Document Type



Doctor of Philosophy


Computer Science

First Adviser

Mooi C. Chuah


With technological advancement in embedded system design, powerful cameras have been embedded within smart phones, and wireless cameras can be easily deployed at street corners, traffic lights, big stadiums, train stations, etc. Besides, the growth of online media, surveillance, and mobile cameras have resulted in an explosion of videos being uploaded to social media sites such as Facebook and YouTube. The availability of such a vast volume of videos has attracted the computer vision community to conduct much research on human activity recognition since people are arguably the most interesting subjects of such videos. Automatic human activity recognition allows engineers and computer scientists to design smarter surveillance systems, semantically aware video indexes and also more natural human-computer interfaces. Despite the explosion of video data, the ability to automatically recognize and understand human activities is still rather limited. This is primarily due to multiple challenges inherent to the recognition task, namely large variability in human execution styles, the complexity of the visual stimuli in terms of camera motion, background clutter, viewpoint changes, etc., and the number of activities that can be recognized. In addition, the ability to predict future actions of objects based on past observed video frames is very useful. Therefore, in this thesis, we explore four designs to solve the problems we discussed earlier, namely

(1) A semantics-based deep learning model, namely SBGAR, is proposed to do group activity recognition. This model achieves higher accuracy and efficiency than existing group activity recognition methods.
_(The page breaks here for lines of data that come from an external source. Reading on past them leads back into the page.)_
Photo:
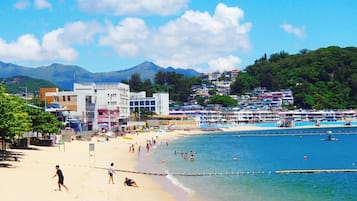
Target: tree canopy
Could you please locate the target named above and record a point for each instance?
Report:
(322, 79)
(16, 117)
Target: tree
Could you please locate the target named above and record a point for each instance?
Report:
(43, 122)
(224, 100)
(243, 83)
(14, 121)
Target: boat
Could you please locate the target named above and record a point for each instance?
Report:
(329, 137)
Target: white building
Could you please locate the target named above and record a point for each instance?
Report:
(95, 104)
(111, 104)
(158, 104)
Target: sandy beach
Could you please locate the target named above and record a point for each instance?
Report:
(85, 172)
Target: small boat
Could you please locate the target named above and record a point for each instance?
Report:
(329, 137)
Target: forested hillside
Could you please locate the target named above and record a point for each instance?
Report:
(322, 79)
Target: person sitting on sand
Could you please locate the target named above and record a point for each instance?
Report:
(130, 182)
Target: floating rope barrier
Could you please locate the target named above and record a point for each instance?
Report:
(252, 173)
(316, 171)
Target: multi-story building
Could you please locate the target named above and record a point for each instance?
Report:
(111, 103)
(99, 106)
(158, 103)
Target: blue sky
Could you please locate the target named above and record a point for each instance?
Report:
(206, 35)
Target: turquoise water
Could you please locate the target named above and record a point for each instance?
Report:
(264, 152)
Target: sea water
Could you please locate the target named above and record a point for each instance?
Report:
(242, 165)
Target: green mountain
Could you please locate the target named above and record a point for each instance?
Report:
(65, 75)
(23, 84)
(321, 79)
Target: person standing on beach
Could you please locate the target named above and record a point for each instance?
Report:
(111, 173)
(60, 178)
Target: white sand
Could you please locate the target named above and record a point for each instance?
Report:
(86, 176)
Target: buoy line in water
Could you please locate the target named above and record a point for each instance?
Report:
(312, 171)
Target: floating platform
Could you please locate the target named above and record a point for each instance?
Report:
(316, 171)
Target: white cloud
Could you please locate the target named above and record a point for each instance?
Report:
(127, 38)
(193, 39)
(224, 64)
(136, 7)
(42, 4)
(298, 32)
(20, 5)
(55, 45)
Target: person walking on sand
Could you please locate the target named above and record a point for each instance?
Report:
(60, 178)
(111, 173)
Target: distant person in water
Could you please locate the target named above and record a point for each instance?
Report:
(60, 178)
(111, 173)
(130, 182)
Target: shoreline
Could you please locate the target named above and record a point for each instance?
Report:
(86, 174)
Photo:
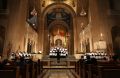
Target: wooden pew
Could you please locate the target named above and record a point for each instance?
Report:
(108, 72)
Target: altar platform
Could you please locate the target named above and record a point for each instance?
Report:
(68, 62)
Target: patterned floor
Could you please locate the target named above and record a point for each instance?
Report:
(58, 73)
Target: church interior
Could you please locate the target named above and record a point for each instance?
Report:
(59, 38)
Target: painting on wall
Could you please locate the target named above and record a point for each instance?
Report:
(32, 18)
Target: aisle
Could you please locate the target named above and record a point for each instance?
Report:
(58, 73)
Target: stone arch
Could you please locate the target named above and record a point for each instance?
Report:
(61, 5)
(115, 31)
(58, 22)
(46, 32)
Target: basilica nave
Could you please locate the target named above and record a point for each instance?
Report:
(59, 38)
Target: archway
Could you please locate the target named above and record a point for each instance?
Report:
(116, 39)
(59, 14)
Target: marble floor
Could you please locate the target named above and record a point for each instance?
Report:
(58, 73)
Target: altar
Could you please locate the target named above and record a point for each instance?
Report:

(2) Despite its high accuracy, SBGAR has some limitations, namely (i) it requires a large dataset with caption information, (ii) activity recognition model is independent of the caption generation model and hence SBGAR may not perform well in some cases. To remove such limitations, we design ReHAR, a robust and efficient human activity recognition scheme. ReHAR can be used to recognize both single-person activities and group activities.

(3) In many application scenarios, merely knowing what the moving agents are doing is not sufficient. It also requires predictions of future trajectories of moving agents. Thus, we propose GRIP, a graph-based interaction-aware motion intent prediction scheme. The scheme uses a graph to represent the relationships between two objects, e.g., human joints or traffic agents, and predict the motion intents of all observed objects simultaneously.

(4) Action recognition and trajectory prediction schemes are typically deployed in resource-constrained devices. Thus, any technique that can accelerate the computation speed of our schemes is important. Hence, we propose a novel deep learning model decomposition method called DAC that is capable of factorizing an ordinary convolutional layer into two layers with much fewer parameters. DAC computes the corresponding weights for the newly generated layers directly from the weights of the original convolutional layer. Thus, no training (or fine-tuning) or any data is needed.